Birmanie : la tiédeur du Conseil de sécurité de l’ONU face aux tueries

04 birmanie tiedeur conseil securite onu tueries - La DiplomatieDepuis la prise de pouvoir par les militaires en Birmanie, l’armée a massacré plusieurs centaines de civils dans des opérations de force visant à écraser toute contestation. Ce 2 avril 2021, le Conseil de Sécurité de l’ONU a condamné ces tueries. Mais la pression des diplomates chinois a grandement édulcoré le communiqué. Qui ne devrait avoir aucun effet sur la situation sur place.

Le 1er février 2021, un coup d’Etat militaire a renversé le pouvoir en place en Birmanie. L’armée se maintient depuis au pouvoir en faisant régner la terreur. Les militaires répriment ainsi violemment toute contestation, en particulier les manifestations d’opposants. Selon les derniers chiffres de l’Association pour les prisonniers politiques, 543 civils auraient été tués. Plusieurs centaines de personnes ont également été arrêtées et sont toujours portées disparues.
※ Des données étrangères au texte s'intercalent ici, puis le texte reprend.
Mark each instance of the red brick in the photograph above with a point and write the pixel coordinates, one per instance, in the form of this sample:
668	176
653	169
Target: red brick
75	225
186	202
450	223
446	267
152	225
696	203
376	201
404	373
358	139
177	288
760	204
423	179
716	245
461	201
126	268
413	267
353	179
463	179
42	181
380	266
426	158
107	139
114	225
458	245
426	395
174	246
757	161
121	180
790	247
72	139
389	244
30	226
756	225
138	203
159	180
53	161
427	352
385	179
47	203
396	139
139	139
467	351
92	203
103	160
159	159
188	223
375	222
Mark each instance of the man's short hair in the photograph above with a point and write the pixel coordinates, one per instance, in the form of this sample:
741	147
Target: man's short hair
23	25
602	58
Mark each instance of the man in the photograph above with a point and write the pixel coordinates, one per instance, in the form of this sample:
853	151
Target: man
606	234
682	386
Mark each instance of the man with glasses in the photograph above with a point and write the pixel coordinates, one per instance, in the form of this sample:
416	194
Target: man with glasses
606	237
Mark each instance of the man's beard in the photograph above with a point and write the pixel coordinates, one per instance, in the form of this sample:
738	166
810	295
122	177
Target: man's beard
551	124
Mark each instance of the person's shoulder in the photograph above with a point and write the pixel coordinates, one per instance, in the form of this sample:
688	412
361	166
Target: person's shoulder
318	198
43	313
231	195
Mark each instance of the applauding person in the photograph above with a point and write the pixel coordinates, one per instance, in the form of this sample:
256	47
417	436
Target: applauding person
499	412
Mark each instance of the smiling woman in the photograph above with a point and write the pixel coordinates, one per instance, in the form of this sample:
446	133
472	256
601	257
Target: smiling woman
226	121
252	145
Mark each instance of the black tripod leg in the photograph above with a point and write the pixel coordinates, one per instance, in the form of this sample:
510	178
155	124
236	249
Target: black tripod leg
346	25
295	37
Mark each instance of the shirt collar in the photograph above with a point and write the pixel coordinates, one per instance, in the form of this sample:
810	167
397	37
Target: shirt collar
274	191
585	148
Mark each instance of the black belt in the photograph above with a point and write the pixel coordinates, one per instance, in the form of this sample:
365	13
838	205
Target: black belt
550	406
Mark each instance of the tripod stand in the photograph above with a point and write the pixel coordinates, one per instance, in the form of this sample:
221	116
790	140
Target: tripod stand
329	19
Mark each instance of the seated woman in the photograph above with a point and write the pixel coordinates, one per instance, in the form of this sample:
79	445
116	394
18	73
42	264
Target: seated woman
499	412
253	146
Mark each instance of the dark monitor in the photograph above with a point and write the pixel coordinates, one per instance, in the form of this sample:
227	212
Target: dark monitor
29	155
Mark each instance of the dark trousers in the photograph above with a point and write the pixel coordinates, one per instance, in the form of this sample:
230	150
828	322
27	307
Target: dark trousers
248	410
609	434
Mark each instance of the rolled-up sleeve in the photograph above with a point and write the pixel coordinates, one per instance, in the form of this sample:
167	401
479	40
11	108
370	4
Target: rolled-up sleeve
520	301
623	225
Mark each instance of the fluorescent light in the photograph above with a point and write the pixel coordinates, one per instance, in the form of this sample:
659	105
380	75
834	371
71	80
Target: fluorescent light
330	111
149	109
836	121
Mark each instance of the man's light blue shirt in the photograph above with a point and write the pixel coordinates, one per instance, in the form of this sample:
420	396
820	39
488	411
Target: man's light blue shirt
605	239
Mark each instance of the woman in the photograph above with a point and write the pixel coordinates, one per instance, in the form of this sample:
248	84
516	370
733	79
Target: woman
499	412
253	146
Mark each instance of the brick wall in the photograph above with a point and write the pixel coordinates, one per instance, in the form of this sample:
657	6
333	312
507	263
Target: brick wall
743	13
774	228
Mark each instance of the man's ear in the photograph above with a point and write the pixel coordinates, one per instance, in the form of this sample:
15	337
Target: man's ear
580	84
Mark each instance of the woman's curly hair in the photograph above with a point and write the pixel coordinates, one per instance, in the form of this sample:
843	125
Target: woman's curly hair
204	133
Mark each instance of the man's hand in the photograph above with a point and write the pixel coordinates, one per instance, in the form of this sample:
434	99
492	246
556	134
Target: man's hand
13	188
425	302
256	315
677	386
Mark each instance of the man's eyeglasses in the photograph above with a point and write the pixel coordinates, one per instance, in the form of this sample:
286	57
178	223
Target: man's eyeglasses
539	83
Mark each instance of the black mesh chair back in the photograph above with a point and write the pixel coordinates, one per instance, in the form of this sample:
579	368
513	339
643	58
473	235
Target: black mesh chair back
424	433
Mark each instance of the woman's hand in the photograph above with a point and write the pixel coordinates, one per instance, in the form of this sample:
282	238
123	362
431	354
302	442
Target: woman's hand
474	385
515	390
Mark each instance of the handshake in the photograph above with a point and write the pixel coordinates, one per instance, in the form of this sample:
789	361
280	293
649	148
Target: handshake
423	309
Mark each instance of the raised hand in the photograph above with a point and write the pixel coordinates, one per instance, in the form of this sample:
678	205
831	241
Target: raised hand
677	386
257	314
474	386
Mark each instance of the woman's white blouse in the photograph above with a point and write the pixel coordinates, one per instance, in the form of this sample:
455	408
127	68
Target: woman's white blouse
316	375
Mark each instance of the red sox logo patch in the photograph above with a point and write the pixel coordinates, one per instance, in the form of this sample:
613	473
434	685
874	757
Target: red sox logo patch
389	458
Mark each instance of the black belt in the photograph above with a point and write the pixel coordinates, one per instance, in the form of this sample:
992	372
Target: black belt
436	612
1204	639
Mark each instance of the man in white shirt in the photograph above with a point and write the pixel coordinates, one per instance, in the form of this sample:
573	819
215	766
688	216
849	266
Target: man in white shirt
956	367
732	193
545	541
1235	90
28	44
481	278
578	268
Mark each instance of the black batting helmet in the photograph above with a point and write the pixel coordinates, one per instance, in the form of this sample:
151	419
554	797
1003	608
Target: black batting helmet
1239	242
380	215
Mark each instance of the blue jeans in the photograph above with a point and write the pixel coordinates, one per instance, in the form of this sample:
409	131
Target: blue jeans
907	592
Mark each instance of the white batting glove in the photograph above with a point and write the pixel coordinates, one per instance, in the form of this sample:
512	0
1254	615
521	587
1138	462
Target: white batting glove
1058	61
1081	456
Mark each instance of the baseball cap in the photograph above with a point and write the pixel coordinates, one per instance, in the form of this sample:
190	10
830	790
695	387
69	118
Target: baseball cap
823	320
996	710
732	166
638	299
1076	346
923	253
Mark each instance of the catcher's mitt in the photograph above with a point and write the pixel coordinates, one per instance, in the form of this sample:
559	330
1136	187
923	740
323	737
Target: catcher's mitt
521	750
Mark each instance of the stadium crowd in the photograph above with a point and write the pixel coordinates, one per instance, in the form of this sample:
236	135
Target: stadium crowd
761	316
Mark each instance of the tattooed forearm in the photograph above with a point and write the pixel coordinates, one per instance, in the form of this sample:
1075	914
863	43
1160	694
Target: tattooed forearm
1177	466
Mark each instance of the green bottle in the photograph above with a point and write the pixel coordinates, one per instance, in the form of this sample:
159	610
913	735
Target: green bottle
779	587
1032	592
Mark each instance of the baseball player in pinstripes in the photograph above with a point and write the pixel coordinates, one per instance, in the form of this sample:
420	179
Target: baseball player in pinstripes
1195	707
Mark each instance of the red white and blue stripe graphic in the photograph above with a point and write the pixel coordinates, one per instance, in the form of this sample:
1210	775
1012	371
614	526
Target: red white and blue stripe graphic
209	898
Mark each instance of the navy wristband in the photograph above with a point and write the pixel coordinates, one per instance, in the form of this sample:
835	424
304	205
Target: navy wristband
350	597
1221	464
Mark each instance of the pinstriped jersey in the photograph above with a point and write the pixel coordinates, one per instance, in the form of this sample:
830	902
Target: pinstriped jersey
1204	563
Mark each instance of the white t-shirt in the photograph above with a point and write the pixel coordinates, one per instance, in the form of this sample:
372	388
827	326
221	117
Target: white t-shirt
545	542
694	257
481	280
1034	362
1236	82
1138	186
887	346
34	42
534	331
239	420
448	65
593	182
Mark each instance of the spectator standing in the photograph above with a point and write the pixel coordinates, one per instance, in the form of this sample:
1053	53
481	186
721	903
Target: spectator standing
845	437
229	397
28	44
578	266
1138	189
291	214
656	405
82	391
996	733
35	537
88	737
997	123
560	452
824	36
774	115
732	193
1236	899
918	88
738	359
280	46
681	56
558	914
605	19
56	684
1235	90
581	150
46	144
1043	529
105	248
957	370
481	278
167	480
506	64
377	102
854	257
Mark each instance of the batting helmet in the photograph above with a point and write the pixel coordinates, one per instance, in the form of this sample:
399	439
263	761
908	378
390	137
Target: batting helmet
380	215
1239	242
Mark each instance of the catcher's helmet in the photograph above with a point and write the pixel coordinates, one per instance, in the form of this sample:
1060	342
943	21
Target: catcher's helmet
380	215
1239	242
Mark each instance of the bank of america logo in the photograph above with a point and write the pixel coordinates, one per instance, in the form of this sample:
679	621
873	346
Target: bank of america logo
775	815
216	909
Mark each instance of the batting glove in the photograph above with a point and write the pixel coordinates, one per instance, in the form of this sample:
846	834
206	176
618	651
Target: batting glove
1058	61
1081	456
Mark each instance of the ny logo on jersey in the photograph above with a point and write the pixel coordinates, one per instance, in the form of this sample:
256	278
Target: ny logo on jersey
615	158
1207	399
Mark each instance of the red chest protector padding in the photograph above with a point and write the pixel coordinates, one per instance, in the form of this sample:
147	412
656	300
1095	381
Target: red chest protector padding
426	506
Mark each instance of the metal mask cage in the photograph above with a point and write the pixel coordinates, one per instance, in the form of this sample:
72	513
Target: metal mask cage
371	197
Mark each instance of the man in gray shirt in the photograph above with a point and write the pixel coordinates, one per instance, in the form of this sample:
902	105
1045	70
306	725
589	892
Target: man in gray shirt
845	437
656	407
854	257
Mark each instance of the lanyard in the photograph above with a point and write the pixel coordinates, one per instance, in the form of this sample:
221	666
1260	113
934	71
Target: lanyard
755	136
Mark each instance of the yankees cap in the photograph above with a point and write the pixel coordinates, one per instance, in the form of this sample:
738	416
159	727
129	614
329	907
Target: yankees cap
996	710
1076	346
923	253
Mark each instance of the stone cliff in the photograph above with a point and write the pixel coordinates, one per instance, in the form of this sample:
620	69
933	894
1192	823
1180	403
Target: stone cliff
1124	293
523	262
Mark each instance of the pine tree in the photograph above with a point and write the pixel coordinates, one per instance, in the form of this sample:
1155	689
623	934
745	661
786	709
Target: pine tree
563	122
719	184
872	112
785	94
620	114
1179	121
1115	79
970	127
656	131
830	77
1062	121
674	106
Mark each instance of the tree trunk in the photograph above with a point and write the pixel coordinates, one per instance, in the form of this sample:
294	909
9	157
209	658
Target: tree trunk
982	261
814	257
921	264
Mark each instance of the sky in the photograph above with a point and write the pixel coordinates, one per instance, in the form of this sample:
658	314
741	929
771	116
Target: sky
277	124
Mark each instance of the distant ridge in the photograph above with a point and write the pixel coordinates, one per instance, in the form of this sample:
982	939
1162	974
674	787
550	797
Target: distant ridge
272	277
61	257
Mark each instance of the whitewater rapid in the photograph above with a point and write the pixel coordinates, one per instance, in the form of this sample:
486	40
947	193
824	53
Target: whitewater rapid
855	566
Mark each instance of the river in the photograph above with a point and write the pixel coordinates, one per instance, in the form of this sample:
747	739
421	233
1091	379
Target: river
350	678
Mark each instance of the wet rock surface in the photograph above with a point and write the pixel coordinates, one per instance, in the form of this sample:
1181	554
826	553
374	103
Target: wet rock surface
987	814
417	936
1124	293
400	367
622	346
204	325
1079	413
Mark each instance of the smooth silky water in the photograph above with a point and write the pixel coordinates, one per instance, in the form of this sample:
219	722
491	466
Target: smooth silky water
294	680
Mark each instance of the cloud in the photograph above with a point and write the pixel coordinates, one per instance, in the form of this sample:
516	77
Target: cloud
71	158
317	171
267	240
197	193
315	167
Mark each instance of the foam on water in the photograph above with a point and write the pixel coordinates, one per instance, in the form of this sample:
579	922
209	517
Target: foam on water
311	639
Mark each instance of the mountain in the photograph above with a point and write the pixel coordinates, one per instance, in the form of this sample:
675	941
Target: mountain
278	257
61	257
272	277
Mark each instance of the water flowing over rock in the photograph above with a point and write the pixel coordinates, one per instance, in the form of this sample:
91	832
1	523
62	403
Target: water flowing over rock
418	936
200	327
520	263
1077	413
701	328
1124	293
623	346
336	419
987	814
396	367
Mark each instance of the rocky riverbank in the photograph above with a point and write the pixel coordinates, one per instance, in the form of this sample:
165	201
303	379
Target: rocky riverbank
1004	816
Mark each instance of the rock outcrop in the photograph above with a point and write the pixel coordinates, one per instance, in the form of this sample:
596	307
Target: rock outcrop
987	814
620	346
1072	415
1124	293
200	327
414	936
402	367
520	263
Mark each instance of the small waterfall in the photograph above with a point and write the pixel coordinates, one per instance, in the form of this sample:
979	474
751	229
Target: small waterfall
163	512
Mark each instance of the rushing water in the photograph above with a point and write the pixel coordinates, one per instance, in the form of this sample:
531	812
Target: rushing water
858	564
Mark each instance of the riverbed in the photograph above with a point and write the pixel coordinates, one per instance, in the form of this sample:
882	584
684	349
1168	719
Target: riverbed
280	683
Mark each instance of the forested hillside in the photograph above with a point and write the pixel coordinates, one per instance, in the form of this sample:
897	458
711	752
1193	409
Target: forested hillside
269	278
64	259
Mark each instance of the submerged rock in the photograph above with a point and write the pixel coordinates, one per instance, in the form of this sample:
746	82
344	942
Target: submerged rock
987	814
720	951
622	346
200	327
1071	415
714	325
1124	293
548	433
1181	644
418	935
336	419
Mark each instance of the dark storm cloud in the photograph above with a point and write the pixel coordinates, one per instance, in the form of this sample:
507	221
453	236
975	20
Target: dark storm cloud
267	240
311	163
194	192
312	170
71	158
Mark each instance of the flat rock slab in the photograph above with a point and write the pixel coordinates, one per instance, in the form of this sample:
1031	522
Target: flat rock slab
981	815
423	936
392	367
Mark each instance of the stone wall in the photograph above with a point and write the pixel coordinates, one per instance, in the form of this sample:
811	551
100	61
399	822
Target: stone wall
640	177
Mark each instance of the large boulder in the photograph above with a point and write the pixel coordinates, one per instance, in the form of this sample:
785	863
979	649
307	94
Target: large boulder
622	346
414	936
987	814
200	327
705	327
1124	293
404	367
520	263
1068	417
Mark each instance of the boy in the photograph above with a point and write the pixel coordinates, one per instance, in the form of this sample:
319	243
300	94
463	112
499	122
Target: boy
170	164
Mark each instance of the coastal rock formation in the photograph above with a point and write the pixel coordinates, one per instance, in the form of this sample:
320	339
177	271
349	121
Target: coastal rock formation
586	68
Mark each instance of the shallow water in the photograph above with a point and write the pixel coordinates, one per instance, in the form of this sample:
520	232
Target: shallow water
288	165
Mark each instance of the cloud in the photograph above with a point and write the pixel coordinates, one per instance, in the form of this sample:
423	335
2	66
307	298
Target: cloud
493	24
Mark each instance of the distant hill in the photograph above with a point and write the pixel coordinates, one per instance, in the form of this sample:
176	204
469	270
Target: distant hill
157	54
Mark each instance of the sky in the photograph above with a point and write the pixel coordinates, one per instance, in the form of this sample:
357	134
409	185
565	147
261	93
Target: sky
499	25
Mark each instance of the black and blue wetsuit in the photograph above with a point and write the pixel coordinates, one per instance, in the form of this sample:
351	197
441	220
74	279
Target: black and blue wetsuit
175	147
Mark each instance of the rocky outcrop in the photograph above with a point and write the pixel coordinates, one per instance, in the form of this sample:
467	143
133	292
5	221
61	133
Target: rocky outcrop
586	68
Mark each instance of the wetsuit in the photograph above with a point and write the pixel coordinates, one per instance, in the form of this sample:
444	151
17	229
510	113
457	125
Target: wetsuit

Ce 2 avril 2021, les 15 membres du Conseil de Sécurité de l’ONU sont parvenus à un accord pour un communiqué, qui condamne« fermement les morts de centaines de civils, incluant des femmes et des enfants », ainsi que « le recours à la violence contre des manifestants pacifiques ». Le Conseil de Sécurité demande aussi la libération de l’ancienne cheffe du gouvernement, Aung San Suu Kyi, et du président birman, Win Myint.

La Chine annule les menaces de sanctions du Conseil de Sécurité contre la junte au pouvoir en Birmanie

Mais trouver un consensus n’a pas été aisé pour le Conseil. La Chine, principal soutien de la Birmanie et qui n’a jamais reconnu le coup d’Etat, a tout fait pour limiter la portée du texte. Les diplomates chinois ont notamment réussi à supprimer le mot “meurtre” du texte. La Chine a surtout fait changer la conclusion du communiqué, qui précisait originellement que le Conseil était « prêt à envisager de nouvelles étapes ». Cette menace de sanctions a été purement et simplement effacée.

Cette condamnation de pure forme n’aura donc probablement aucun impact sur la situation en Birmanie et sur l’actions des militaires au pouvoir.